# Did anyone have this issue with transferring du services?



## xxxxxxxxxxxxxxxxxStewartC (Mar 3, 2012)

Against my better judgement and for the terrible reason that it's better to stick with the devil you know I decided to transfer my du broadband and TV to our new place in Arabian Ranches. I checked with du what documentation they would need and sent it off today by email.

They have now come up with something new that we need and about which they didn't tell us:

"Kindly note in addition to the attached documents we also need the RERA certificate (registration of the tenancy contract at the Real Estate Regulatory Agency is now mandatory as per UAE regulation). This certificate is an attestation that your tenancy contract has been registered at the Real Estate Regulatory Agency (RERA). To obtain the certificate you need to: 

· Get your tenancy contract registered 

· Ask for the certification copy."

Has anyone else come across this? Is there an alternative broadband service at AR as I've just about had enough of this terrible, terrible company?


----------



## m1key (Jun 29, 2011)

Nope. It is Du, or 3g/4g. You need to get your tenancy EJARI registered anyway, so it just means a short delay whilst you get that done.

PS - Du are crap, but so is Etisalat...


----------



## xxxxxxxxxxxxxxxxxStewartC (Mar 3, 2012)

m1key said:


> Nope. It is Du, or 3g/4g. You need to get your tenancy EJARI registered anyway, so it just means a short delay whilst you get that done.
> 
> PS - Du are crap, but so is Etisalat...


Thanks. Why didn't they tell us? Why don't they have a web page that tells you what's necessary when you move? We had a tight moving schedule in place around work and other things. Really considering not having TV or broadband. Who needs it, really?


----------



## m1key (Jun 29, 2011)

StewartC said:


> Thanks. Why didn't they tell us? Why don't they have a web page that tells you what's necessary when you move? We had a tight moving schedule in place around work and other things. Really considering not having TV or broadband. Who needs it, really?

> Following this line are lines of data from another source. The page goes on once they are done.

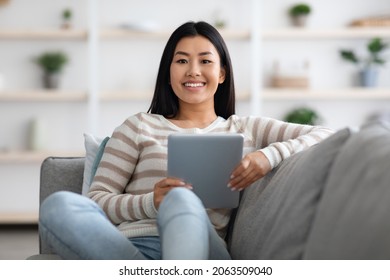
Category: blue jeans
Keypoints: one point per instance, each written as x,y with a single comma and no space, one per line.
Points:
77,228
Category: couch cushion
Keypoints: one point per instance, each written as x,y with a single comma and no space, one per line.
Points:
353,218
275,216
92,144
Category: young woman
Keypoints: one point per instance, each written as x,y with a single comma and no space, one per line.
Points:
134,211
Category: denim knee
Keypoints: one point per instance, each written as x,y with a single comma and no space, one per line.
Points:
180,200
63,204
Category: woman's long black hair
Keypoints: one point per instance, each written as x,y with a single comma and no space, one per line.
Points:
164,101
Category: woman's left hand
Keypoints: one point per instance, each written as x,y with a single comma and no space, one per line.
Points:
252,167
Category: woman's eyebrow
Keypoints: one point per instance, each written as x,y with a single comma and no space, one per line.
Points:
187,54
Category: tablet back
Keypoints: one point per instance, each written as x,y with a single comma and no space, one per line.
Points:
206,161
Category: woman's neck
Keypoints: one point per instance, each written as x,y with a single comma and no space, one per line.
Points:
194,119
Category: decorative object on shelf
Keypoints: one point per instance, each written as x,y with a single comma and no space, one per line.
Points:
67,15
377,21
369,71
295,77
37,135
219,21
299,14
52,64
303,115
2,82
4,2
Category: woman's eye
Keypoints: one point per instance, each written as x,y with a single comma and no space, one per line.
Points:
182,61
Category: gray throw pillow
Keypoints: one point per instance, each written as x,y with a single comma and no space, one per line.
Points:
353,218
275,216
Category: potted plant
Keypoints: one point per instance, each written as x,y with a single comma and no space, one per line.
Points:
52,64
369,65
299,13
303,115
66,18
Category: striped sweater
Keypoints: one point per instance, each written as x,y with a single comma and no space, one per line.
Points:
135,159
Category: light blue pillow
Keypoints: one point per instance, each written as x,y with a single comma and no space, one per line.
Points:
98,158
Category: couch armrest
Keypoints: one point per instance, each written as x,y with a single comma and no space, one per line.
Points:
60,174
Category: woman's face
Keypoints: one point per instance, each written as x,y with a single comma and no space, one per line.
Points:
196,70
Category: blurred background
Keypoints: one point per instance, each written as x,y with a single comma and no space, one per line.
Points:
70,67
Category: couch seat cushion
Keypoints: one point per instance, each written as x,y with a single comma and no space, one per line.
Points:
275,215
353,218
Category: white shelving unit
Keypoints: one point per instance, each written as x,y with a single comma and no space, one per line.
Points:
93,97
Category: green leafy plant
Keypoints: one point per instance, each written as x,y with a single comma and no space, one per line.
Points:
299,9
52,62
67,14
375,47
302,116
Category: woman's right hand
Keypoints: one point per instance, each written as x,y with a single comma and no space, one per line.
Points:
162,187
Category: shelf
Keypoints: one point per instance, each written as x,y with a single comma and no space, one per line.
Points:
230,34
43,34
123,33
43,95
273,94
326,33
33,157
19,218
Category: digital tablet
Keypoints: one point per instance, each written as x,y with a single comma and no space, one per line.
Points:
206,161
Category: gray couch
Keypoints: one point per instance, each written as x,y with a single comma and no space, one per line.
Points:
331,201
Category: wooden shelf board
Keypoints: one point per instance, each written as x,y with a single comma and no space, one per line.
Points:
43,95
19,218
46,34
122,33
326,33
33,157
326,94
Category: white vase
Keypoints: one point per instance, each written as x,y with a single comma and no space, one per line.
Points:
368,77
37,137
2,83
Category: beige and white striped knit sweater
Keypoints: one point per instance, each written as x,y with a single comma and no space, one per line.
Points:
135,159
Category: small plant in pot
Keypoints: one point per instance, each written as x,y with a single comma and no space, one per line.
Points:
299,13
52,64
67,18
368,67
303,115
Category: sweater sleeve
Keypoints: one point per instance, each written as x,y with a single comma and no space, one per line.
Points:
279,139
113,175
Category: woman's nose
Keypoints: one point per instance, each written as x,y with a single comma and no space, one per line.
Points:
193,70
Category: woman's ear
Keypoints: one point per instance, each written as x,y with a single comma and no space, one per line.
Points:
222,75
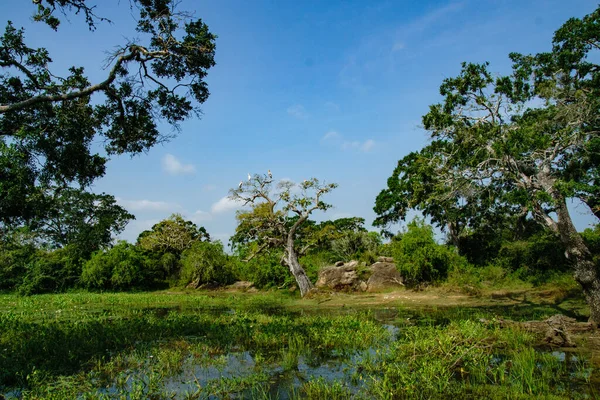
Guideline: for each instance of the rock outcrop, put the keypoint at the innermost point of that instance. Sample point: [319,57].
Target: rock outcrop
[355,276]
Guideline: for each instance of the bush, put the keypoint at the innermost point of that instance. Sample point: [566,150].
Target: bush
[313,262]
[13,264]
[122,267]
[539,254]
[50,271]
[206,262]
[354,244]
[419,258]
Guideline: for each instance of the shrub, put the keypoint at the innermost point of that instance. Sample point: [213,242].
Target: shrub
[540,253]
[353,244]
[419,258]
[207,263]
[122,267]
[50,271]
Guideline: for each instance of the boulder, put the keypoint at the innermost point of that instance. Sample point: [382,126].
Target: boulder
[194,284]
[345,277]
[354,276]
[241,285]
[384,275]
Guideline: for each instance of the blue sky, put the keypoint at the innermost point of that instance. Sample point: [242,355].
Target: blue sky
[330,89]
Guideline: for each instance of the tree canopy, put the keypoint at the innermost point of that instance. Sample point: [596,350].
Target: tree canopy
[517,144]
[49,122]
[276,217]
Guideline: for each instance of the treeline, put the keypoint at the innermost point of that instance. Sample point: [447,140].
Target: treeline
[176,253]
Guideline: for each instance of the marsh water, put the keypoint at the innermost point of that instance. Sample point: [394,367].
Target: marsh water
[201,348]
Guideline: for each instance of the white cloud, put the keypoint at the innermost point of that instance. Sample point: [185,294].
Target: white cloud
[398,46]
[332,106]
[331,136]
[200,216]
[336,139]
[297,111]
[175,167]
[147,205]
[365,146]
[225,204]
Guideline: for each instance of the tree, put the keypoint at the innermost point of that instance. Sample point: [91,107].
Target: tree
[85,220]
[518,141]
[276,217]
[205,262]
[49,122]
[172,235]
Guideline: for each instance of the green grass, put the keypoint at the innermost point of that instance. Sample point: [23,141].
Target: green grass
[268,345]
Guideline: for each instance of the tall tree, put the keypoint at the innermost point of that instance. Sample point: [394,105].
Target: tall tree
[173,235]
[525,142]
[86,220]
[49,122]
[276,217]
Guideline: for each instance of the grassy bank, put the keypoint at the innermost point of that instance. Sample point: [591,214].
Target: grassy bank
[273,345]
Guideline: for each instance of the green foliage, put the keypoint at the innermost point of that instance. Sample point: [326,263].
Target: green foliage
[352,244]
[172,235]
[265,270]
[205,262]
[539,254]
[120,268]
[51,271]
[316,260]
[14,258]
[419,258]
[52,122]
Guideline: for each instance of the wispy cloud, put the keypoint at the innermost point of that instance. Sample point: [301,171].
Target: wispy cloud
[331,136]
[297,111]
[175,167]
[336,139]
[378,52]
[200,216]
[148,205]
[330,105]
[365,146]
[398,46]
[225,204]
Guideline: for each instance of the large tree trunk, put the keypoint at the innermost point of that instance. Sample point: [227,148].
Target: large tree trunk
[585,271]
[291,259]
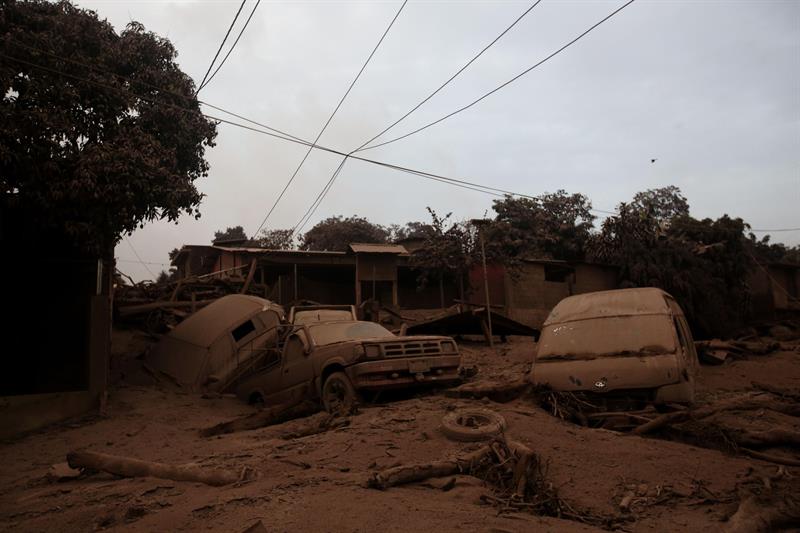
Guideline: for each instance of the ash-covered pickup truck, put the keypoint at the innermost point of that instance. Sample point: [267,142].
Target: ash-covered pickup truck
[334,361]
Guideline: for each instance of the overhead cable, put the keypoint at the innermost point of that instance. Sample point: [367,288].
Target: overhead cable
[232,47]
[227,33]
[310,148]
[515,78]
[454,76]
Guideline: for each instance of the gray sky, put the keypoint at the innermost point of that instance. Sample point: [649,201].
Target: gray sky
[711,89]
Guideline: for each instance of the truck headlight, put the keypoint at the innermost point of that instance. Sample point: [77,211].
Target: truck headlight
[372,350]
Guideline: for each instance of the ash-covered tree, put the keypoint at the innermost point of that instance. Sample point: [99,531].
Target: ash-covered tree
[336,233]
[99,132]
[411,230]
[448,251]
[663,204]
[769,252]
[552,226]
[276,239]
[235,233]
[702,263]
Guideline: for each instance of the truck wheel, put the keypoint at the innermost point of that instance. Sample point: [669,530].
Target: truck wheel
[472,424]
[338,394]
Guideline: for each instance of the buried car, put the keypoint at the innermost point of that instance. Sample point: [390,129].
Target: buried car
[631,343]
[218,344]
[335,361]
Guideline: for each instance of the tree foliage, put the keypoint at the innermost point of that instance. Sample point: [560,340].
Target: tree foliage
[449,249]
[550,226]
[663,204]
[336,233]
[235,233]
[276,239]
[411,230]
[702,263]
[769,252]
[99,132]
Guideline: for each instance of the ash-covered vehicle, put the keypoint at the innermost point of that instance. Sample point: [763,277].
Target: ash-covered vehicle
[335,361]
[628,346]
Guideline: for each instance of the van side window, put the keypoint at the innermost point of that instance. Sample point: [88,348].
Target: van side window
[681,337]
[241,331]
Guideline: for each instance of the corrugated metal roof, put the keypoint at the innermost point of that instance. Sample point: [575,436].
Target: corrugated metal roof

Helpfulness is not a priority here I'm afraid. In fact, I've come to the conclusion it is a dirty word for the majority. A company that has clear and concise information, sensible policies and pricing would clean up given half a chance.

If you have the documentation, you should be able to get the Ejari done on Sunday. The landlord can do it online if you can persuade him. 160 AED it costs.

Good luck...


----------